The sentence jolted me.
“She was afraid of leaving her husband, potentially losing her children, her home, all of it. She slept with someone else because she was trying to convince herself that what she had with Scott was meaningless. And it wasn’t.
” Matt reached across the table and took my hand.
“Your brother forgives her. And I would forgive you, too, if you’d done that to me.
I’d forgive anything if it meant you’d come back. ”
That was true. He’d forgiven me when I’d chosen plane tickets instead of communication. If he could handle that kind of dramatic overreaction hitting him out of nowhere…
“I wouldn’t do that to you.” I wanted that to be totally clear. “But I believe that you’d forgive me.”
“And what about me? Would you forgive me?” he asked.
“Why, are you about to confess to something?” I countered.
“Of course not.”
“I would forgive you.” I would be devastated, but I would forgive him. Without hesitation.
“Then you understand Scott’s position.

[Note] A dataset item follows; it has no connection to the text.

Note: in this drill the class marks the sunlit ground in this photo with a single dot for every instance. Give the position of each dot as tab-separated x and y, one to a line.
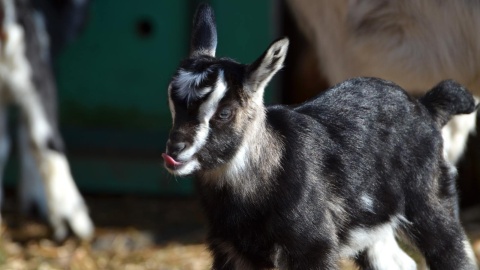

And since you were coming in here ready to change your identity and flee to another country because you thought I might ask you to marry me, I think you can understand Catherine’s, too.” He tried to make it sound like a joke. He failed, big time.
I watched his thumb stroking back and forth over my knuckles. I could imagine a ring there on my finger. I waited for my brain to transform it into a tiny pair of handcuffs. To my surprise, it didn’t.
“I wouldn’t have run away,” I said quietly.
“I’m glad to hear that.” He offered me a tremulous smile. “Because someday, I’m going to ask you to marry me.”
“Someday,” I echoed, “I’m going to say yes.”